Never mind the attempt to ignore that compelling financial data by those who would rather put their heads in the sand and pretend all is well and things are just peachy in the financial/business/economic world.
In the meantime, ToddsterOsterich ignores all he doesn't agree with, which is why I rarely to never post anything to him. It is a useless exercise in futility. The blind willingly remain stumbling in the dark. We'll see what he says after he trips and falls down...
Here is the link again, for those who did not open Merrill Lynch’s future economic projections and would like to:
Wow! That's pretty funny! In case anyone thinks that Merrill Lynch is infallible, I present a chart of their stock for the last year.
Earnings for the last year were a loss of $9.69 per share.
Merrill Lynch's official statement to their shareholders
The shareholders who saw the stock drop from $95 to $57 appreciate the statement.

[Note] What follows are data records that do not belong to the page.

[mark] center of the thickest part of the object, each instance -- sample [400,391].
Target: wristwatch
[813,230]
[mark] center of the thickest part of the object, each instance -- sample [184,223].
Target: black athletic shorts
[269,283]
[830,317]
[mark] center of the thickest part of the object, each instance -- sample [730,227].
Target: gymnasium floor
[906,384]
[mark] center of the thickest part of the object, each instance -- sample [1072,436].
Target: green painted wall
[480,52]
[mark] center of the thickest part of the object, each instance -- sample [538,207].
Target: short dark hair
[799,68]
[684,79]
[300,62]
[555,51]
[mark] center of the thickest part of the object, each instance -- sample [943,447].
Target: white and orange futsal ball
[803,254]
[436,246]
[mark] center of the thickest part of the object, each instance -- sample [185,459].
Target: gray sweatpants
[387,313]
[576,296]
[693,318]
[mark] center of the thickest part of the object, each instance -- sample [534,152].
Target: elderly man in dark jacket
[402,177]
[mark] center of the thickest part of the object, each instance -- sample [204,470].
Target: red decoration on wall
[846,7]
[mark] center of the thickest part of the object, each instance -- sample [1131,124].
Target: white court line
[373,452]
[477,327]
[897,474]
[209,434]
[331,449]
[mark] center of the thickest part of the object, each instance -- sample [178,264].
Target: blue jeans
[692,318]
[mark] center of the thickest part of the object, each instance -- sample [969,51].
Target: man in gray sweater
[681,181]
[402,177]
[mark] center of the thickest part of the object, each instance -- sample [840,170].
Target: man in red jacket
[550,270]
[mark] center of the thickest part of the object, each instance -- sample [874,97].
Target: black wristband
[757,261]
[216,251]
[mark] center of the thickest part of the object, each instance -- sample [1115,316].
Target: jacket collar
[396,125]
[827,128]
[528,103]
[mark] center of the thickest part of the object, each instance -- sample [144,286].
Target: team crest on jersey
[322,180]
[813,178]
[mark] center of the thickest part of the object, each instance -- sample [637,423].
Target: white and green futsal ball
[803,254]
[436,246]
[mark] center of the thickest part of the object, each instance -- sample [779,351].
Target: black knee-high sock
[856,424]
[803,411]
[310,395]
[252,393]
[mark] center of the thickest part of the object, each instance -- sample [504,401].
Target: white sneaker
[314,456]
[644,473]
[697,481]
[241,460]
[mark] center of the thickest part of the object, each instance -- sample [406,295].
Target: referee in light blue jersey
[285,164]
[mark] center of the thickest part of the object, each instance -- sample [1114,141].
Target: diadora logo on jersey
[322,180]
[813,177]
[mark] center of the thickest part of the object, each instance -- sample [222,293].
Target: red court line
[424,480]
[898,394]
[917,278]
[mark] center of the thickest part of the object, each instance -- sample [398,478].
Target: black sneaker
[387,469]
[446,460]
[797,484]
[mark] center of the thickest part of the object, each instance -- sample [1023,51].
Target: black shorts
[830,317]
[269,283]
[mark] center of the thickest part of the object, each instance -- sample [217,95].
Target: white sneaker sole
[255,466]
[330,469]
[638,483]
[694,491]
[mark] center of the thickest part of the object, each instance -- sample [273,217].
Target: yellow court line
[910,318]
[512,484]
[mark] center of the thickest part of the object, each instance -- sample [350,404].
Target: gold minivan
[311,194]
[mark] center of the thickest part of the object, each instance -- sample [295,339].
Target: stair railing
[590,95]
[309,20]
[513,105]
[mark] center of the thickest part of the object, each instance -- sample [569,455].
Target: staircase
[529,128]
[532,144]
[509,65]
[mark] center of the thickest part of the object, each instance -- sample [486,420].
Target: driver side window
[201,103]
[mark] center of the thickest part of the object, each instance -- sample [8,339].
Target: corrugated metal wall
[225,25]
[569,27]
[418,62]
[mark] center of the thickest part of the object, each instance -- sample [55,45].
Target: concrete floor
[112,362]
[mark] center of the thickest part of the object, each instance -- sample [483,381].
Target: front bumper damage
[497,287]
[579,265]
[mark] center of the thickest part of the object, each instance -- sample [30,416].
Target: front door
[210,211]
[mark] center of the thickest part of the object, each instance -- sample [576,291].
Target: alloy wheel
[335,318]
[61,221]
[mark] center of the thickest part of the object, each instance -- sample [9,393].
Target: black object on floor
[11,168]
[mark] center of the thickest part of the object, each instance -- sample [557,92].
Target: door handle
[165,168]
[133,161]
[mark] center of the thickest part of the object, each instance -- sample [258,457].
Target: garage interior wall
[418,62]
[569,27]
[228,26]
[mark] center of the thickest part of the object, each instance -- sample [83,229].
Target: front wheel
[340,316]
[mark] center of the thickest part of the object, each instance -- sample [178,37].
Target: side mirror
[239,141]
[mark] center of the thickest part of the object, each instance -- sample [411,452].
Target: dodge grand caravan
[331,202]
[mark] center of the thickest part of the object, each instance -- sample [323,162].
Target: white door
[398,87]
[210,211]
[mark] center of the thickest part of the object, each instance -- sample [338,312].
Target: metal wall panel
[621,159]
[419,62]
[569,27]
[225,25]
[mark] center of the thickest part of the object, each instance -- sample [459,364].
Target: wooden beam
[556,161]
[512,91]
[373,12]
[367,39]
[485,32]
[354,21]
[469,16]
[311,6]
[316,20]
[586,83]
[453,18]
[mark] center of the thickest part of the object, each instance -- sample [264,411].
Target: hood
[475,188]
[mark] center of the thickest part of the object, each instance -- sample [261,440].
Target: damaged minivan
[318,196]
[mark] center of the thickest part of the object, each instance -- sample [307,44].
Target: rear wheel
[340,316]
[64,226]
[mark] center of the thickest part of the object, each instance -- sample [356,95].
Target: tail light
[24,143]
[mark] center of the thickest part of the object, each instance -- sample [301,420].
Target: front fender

They'd appreciate not losing 40% in the last year a little more.
Merrill Lynch states:
ML assumes...
ML expects...
ML believes...
ML believes...
That is ML's third declarative statement of RECESSION
LOL! You'd think their impressive record of economic prognostication would have lead to a rising instead of a falling stock price. They're so good, you'd expect an annual profit instead of a $9.69 per share loss.
Sorry for shouting, but it was worth repeating, and firmly, otherwise some might be tempted to be swayed by Toddsterpatriot's desire to disregard all of this key information.
Sorry for laughing, but my predictions for the last year seem to have worked out much better than Merrill's.
to see why Merrill Lynch believes
Believes. Not knows.
so you can see the FACTS of the matter
Still laughing.
This information is not some editorial garbage,
LOL!
and FWIW the conclusion by Merrill Lynch that we are already in a recession that will be deep and will be long.
I'll wait to see the huge earnings Merrill posts the next two quarters.
Never mind the attempt to ignore that compelling financial data
Predictions are not data.
Some of these guys will even tell you that it won't be long before we're killing each other outside Kroger fighting for the last box of Corn Flakes. What a depressing way to go through life.